There were complaints that some speakers spoke too fast and that some of the art wasn’t worth looking at; however, concerning the latter, there was no agreement about what wasn’t worth looking at (too obscure, too sexual, too crass, too boring?). There is more strength in nurturing our diversity than in trying to control the uncontrollable.

There were receptions, exhibits, a neighborhood filled with good restaurants, great conversations. At home, my lover is dying from cancer. I came from the Pacific Northwest for this conference and returned refueled.

News of members, etc.

Barbara Hammer’s award-winning documentary on art during a time of war -- “Resisting paradise” -- will close an art activists conference to be held January 22-23 at OfficeOps, 57 Thames St., Williamsburg (Brooklyn). Hammer will be honored with a semi-retrospective of four of her documentaries (“History lessons,” “Resisting paradise,” “Devotion” and “Tender fiction”) at the Mar del Plata International Film Festival in Argentina from March 15-20, 2005. She will judge the documentary competition at the Torino Gay and Lesbian International Film Festival from April 21-28. “Resisting paradise” has just been released in DVD and is available for personal or institutional purchase from Hammer (contact bjhammer@aol.com). “Resisting paradise” and other documentaries are invited to the prestigious Flaherty Film Conference to be held at Claremont College in Los Angeles from June 11-18.

Recent issues of The archive: the newsletter of the Leslie-Lohman Gay Art Foundation are available online at www.leslielohman.org/archive.html

Ann Meredith has won the “Award of Excellence” in documentary for her newest film about LGBTQ marriage “The right to marry: our right to love” (2004) and the “Best of Festival” award in documentary for her film about LGBTQ cowgirls of the International Gay Rodeo Association at the Berkeley Video & Film Festival. Meredith’s films were also screened at PINK APPLE in Zurich, QUEER AS FILM in Boise, Idaho, REEL PRIDE Festival in Detroit, Long Island Gay & Lesbian Film Festival, Chicago’s Queer Reeling Film Festival, Fire Island Film Festival, Orinda Film Festival in “Expect the Unexpected,” North Carolina Gay & Lesbian Film Festival, Austin (Tex.) Gay & Lesbian International Film Festival, the 20th Berlin Lesbian Film Festival, Philadelphia International Gay & Lesbian Film Festival, and FEMINALE International Women’s Film Festival in Cologne, Germany. “Strap ’em down: the world of drag kings” was shown at InterseXions in November.

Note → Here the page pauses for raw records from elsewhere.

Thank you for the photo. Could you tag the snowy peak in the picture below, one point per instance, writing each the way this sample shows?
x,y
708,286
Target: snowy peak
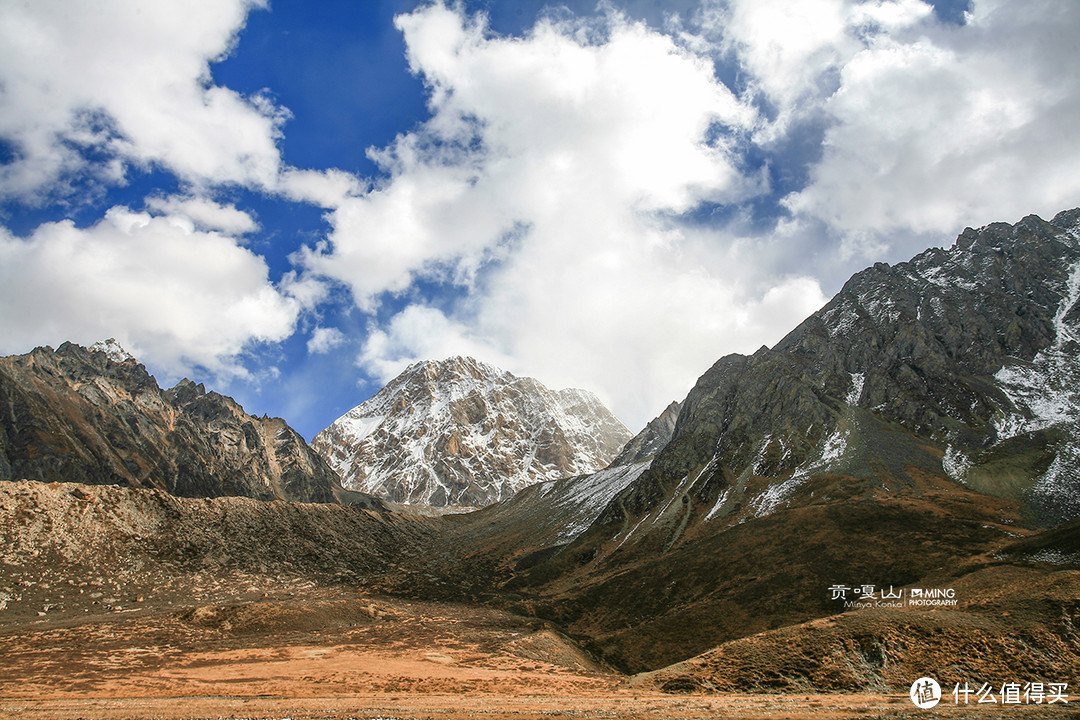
x,y
112,350
464,433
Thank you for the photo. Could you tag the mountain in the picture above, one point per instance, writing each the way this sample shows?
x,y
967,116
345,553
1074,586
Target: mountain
x,y
463,433
909,430
95,416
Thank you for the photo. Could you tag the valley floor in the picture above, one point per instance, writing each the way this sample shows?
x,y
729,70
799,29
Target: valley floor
x,y
298,651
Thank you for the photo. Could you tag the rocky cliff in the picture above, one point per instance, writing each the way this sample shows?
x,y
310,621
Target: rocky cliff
x,y
95,416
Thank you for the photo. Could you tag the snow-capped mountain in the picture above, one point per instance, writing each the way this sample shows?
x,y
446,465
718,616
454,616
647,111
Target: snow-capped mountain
x,y
463,433
960,364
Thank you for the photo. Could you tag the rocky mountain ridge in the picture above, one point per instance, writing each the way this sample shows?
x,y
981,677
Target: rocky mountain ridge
x,y
96,416
890,420
463,433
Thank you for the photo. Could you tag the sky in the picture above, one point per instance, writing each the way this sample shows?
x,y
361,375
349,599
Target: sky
x,y
292,202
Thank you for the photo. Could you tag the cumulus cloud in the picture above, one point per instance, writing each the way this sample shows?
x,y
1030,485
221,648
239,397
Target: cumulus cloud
x,y
174,296
129,82
962,125
205,213
930,126
325,339
543,186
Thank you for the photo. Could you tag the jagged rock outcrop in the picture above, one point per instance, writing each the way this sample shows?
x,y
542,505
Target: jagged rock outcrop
x,y
652,438
464,433
961,361
95,416
908,430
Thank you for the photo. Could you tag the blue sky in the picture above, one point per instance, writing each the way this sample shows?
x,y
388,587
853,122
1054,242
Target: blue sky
x,y
292,202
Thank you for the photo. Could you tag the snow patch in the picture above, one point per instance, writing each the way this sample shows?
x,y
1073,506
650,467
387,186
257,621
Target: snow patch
x,y
774,494
112,350
1047,391
719,503
956,464
858,379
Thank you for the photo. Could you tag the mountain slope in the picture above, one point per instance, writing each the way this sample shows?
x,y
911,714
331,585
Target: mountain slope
x,y
923,417
463,433
95,416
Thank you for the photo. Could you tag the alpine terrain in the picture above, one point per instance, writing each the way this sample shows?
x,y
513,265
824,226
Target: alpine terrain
x,y
95,416
904,435
464,433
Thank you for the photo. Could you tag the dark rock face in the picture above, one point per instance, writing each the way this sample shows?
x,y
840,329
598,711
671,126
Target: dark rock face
x,y
969,353
96,417
923,418
651,439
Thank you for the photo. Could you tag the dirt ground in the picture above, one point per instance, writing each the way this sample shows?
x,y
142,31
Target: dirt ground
x,y
339,653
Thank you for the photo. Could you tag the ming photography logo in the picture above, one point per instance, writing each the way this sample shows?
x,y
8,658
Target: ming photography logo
x,y
868,596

Catherine Opie is the winner of the $25,000 Larry Award given to emerging and mid-career artists by the Aldrich Museum of Contemporary Art in Ridgefield, Conn. cf. Art in America, Jan. 2005

Peggy Phelan and Yvonne Rainer are among the J. Paul Getty Trust fellows and scholars for 2004-2005.

Robert Summers presented a paper entitled “Shame/less: a queer Warholian spectacle” at the annual conference of the Art Historians of Southern California in Los Angeles on November 6, 2004.

In Memoriam

Gene Greif, graphic designer (b. 1954), died in November at age 50. He is survived by his partner Gary Cruz and others. Obituary in the New York times, Nov. 27, 2004

Trina Schart Hyman, illustrator of children’s books, died on November 19 at age 65. She is survived by her partner Jean Aull and others. Obituary in the New York times, Nov. 24, 2004

Agnes Martin (b. 1912) died on December 16th in Taos where she had lived and painted. An obituary by Holland Cotter appears in The New York times for Dec. 17, 2004.

Susan Sontag, social activist, intellect, and writer, died on December 28th at age 71. An obituary by Chris Schmidt appears in Gay city news (NYC), Dec. 30, 2004-Jan. 5, 2005, p. 2 and another by Gary Indiana appears in the Village voice, Jan. 5-11, 2005, p. 42-43.

Raymond Vino, photographer, died on September 29 at age 50.

Willie Walker (b. 1949), founding member of the GLBT Historical Society in San Francisco, died on September 29, 2004. His last publication was an introduction to Lust unearthed: vintage gay graphics from the DuBek Collection by Thomas Waugh.